I'm not embarrassed of/by you?

A: I’m sorry I did that.
B: It’s okay. It’s not your fault. It’s a disease.
A: No, but I embarrassed you. I embarrassed you, and I…
B: I’m not embarrassed of you.
A: It was so wrong. And then your dad…
B: My father loves you, it’s okay.

Question: The preposition in the sentence “I’m not embarrassed of you” is correct, right? How about “I’m not embarrassed BY you”? Is it still okay?

Thank you!!!

I (middle America) think that “embarrassed by” sounds more natural and common. The phrase as given in the subtitle isn’t too bad, though. My common usage is “embarrassed by” but “ashamed of”.

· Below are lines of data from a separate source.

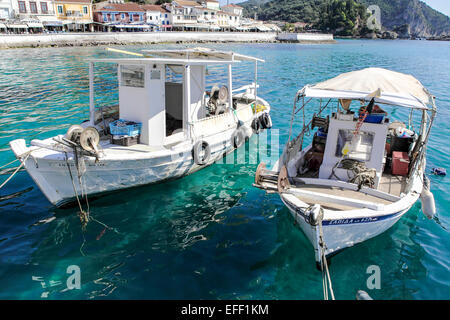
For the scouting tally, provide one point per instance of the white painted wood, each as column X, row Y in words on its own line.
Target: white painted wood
column 91, row 94
column 377, row 155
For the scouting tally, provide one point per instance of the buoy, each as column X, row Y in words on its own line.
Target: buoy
column 427, row 199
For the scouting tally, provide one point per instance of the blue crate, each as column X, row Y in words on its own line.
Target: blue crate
column 125, row 128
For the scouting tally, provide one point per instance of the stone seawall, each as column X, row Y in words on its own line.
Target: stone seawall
column 87, row 39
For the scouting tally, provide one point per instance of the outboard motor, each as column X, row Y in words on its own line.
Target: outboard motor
column 427, row 199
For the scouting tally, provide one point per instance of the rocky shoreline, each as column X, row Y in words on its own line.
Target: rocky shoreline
column 97, row 39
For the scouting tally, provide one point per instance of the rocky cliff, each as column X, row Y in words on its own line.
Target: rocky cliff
column 408, row 18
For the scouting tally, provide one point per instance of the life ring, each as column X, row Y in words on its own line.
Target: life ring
column 201, row 152
column 238, row 138
column 265, row 121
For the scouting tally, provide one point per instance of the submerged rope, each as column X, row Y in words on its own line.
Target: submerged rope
column 17, row 170
column 326, row 278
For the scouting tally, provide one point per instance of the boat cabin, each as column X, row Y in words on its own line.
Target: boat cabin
column 357, row 142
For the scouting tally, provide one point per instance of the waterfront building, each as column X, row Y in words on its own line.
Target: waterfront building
column 75, row 15
column 210, row 4
column 114, row 15
column 223, row 20
column 25, row 16
column 207, row 19
column 233, row 9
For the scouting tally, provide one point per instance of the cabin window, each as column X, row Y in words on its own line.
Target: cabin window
column 361, row 145
column 22, row 7
column 33, row 7
column 132, row 76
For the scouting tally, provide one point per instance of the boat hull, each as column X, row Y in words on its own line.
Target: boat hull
column 343, row 233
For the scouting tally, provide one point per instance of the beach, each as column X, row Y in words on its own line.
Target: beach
column 116, row 38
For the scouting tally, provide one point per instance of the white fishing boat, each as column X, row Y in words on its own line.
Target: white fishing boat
column 166, row 125
column 360, row 174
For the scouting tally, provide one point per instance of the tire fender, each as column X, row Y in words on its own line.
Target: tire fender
column 238, row 138
column 201, row 152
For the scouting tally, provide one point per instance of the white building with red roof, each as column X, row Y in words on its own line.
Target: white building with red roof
column 233, row 8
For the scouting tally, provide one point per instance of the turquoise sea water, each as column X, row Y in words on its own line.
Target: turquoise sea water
column 210, row 235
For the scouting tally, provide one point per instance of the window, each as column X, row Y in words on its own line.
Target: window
column 360, row 145
column 22, row 7
column 44, row 8
column 132, row 76
column 33, row 7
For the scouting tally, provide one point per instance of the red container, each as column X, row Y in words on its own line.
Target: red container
column 400, row 163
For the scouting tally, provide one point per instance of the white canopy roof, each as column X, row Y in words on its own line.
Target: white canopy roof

What is bad, in my opinion (don’t try to convince me otherwise!), is “I embarrassed you and I”. Both pronouns are direct objects, and the objective form of “I” is “me”. The proper phrase is “I embarrassed you and me.” However, the wording shown in the subtitle is becoming very common, and I believe I know why. When I was young kids would often say something like “Me and Joey are going to play”, and Mother would correct them with “Joey and I”, which is correct for the subject of a sentence. But the stupid kids over-corrected and grew up using "Joey and I’ even in the objective when the correct wording is “Joey and me”.


Embarrassed by is correct for me (Australia/International). Embarassed of sounds wrong.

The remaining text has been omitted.